Why schemas and not code?

Andy Armstrong andy at hexten.net
Fri Jun 30 11:19:52 BST 2006


On 30 Jun 2006, at 10:52, ti at lemonia.org wrote:
> This was the case I referred to in passing as "refer to abstract  
> numeric
> keys instead". That may not be the correct term. In fact, although I'm
> convinced of the value of using numeric/serial primary keys for almost
> every table, I'm unclear what, if any, level of normalisation that
> corresponds to.

 From a programmer's perspective normalisation is pretty much the  
process of squeezing out any redundancy. Each datum should appear  
just once in the database - so 'Alanis Morissette' should appear only  
once in the database (and ideally shouldn't be audible at all...)

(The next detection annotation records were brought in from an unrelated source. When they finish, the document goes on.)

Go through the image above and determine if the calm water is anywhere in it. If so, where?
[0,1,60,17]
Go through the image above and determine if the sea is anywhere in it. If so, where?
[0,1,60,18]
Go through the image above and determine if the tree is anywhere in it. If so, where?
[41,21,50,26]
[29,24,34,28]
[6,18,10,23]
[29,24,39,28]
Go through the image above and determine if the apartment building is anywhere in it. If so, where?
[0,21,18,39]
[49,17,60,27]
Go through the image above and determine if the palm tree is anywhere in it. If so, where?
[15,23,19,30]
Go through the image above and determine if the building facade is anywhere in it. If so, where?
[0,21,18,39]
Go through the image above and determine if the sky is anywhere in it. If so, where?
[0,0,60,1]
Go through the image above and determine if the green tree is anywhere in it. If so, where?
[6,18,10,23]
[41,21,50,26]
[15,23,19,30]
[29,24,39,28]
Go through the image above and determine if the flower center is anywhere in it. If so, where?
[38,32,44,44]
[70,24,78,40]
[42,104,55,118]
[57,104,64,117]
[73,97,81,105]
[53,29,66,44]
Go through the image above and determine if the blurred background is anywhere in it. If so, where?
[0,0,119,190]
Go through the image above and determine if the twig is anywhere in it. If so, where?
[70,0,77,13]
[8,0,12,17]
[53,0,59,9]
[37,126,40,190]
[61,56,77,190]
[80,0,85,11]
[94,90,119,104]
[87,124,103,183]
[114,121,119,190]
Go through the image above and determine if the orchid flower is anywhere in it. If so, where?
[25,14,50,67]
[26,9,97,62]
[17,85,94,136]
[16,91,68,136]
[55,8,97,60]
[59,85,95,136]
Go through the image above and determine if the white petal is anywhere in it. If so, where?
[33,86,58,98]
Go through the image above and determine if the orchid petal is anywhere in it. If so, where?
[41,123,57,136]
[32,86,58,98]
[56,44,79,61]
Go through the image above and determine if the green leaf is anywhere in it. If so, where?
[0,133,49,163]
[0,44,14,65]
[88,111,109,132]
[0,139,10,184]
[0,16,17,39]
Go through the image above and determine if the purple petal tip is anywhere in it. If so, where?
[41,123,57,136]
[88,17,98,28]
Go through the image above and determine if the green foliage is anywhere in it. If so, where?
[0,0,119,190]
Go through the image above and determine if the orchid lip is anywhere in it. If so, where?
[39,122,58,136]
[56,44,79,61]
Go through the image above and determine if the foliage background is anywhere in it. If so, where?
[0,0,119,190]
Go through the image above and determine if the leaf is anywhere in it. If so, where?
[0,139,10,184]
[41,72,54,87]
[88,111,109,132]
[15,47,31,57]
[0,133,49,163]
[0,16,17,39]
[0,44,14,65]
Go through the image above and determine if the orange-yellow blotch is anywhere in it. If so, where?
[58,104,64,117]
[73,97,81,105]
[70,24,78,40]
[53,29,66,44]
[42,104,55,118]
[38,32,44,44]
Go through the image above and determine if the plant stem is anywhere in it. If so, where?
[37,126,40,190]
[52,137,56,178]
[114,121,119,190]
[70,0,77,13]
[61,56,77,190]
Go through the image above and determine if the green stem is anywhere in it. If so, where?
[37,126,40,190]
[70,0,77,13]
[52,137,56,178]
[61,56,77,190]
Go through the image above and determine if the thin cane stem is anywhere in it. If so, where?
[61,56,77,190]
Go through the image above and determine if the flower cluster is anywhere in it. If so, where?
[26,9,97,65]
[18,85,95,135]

Wherever you refer to Alanis you should instead refer to her primary  
key. So using keys is central to normalisation but doesn't  
automatically imply or ensure normalisation.

Bear in mind though that it's about eliminating semantic redundancy  
rather than textual redundancy. So let's say that in addition to your  
lists of artists you run a forum from the same database and one of  
your forum users chooses the alias 'Alanis Morissette'. That's  
semantically different from the artist known as 'Alanis Morissette'  
and there should be no connection between the two.

Good practice is generally to develop a completely normalised schema  
and then, if necessary, de-normalise to improve performance or  
satisfy some other operation requirement.